Hmmmmm! Very odd! I don’t see anything obvious. The domain is resolved to a correct IP. The certificate presented to openssl s_client is correct.

Is it possible your git versions is old? That’s the only suggestion the Github documentation page on “https cloning errors” that might be relevant here given you’re on a CentOS 6 machine.

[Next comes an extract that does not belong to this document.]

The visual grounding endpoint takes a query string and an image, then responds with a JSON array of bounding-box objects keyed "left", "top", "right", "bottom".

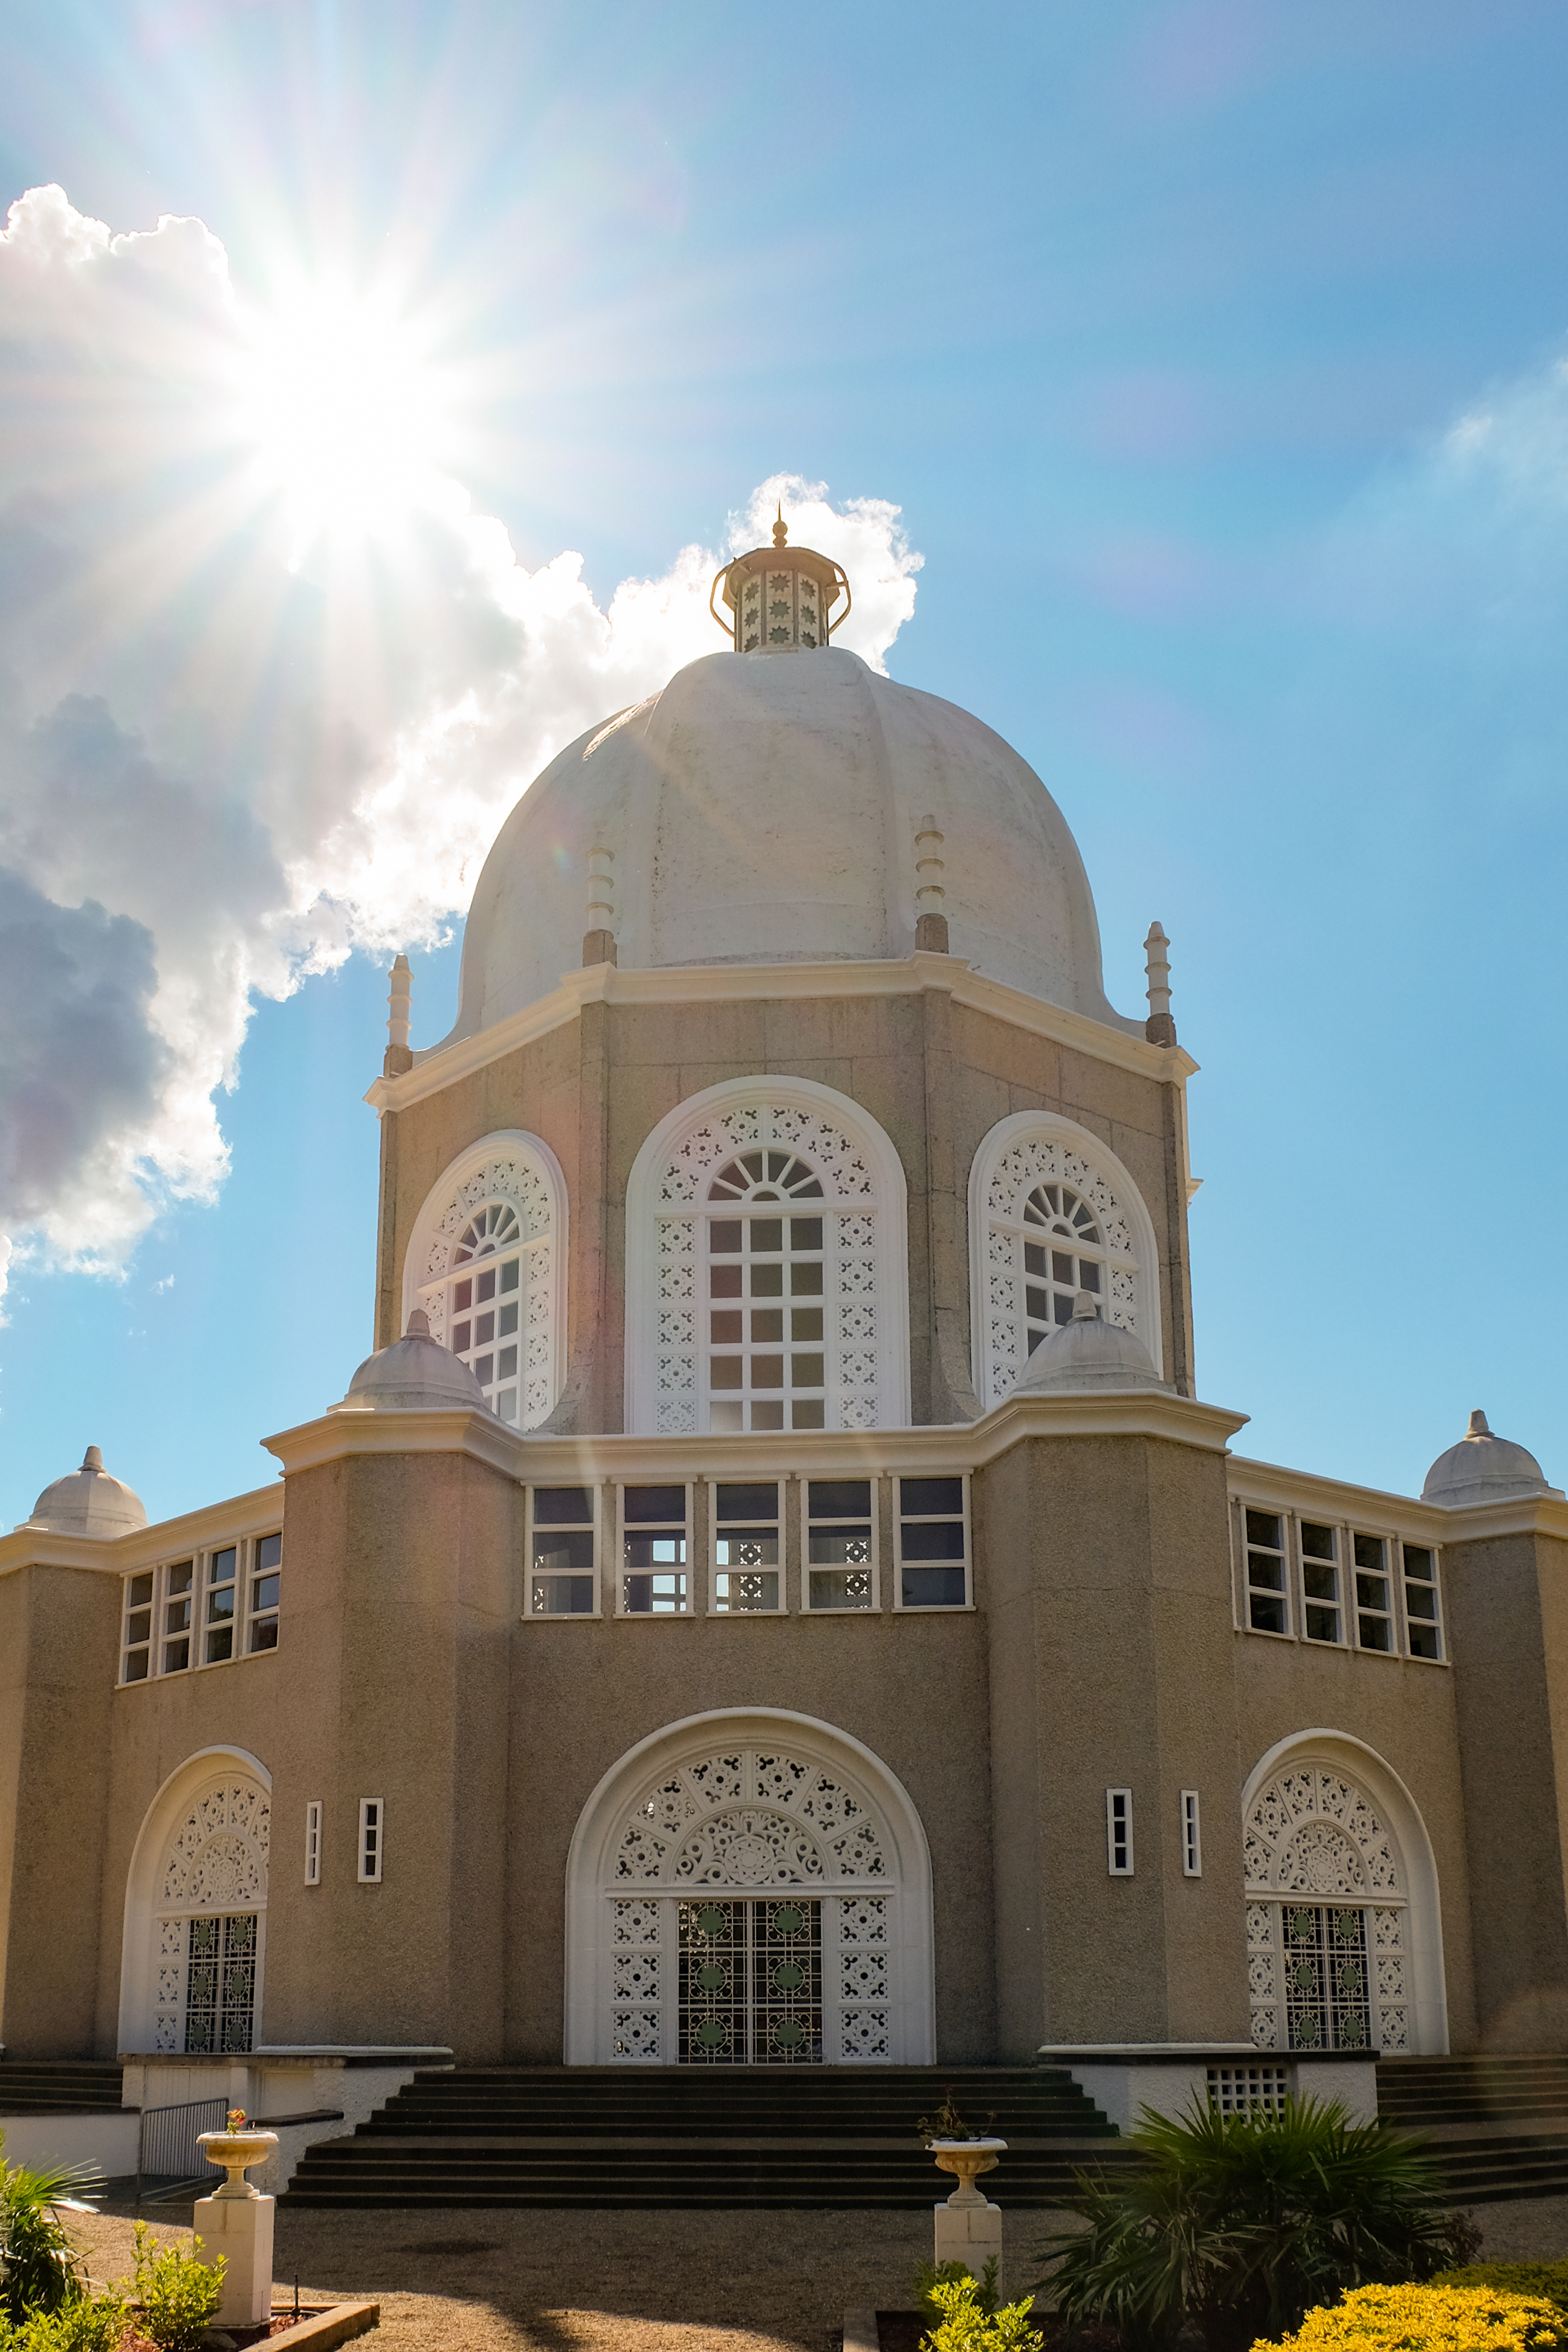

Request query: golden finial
[{"left": 773, "top": 502, "right": 788, "bottom": 549}]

What does git --version show?


#7

Package git-1.7.1-9.el6_9.x86_64 already installed and latest version. Please.

git --version
git version 1.7.1

#8

Now, I’m trying to upgrade to very new version of git by https://stackoverflow.com/questions/21820715/how-to-install-latest-version-of-git-on-centos-7-x-6-x

$ git --version
git version 2.18.0

Now, I’ve got another error messages…

$ sudo git clone https://github.com/letsencrypt/letsencrypt /opt/letsencrypt
Cloning into '/opt/letsencrypt'...
fatal: unable to access 'https://github.com/letsencrypt/letsencrypt/': SSL connect error

#9

Oh, Yola. After the latest error. I have followed this https://stackoverflow.com/questions/48938385/github-unable-to-access-ssl-connect-error. Then, It’s work. Now. Thank you so much @cpu.


#10

Excellent! I’ve never seen this particular error case before. We both learned something new :slight_smile: Thanks for sharing the solution you found.

Have a great day @numthang!


#11

This topic was automatically closed 30 days after the last reply. New replies are no longer allowed.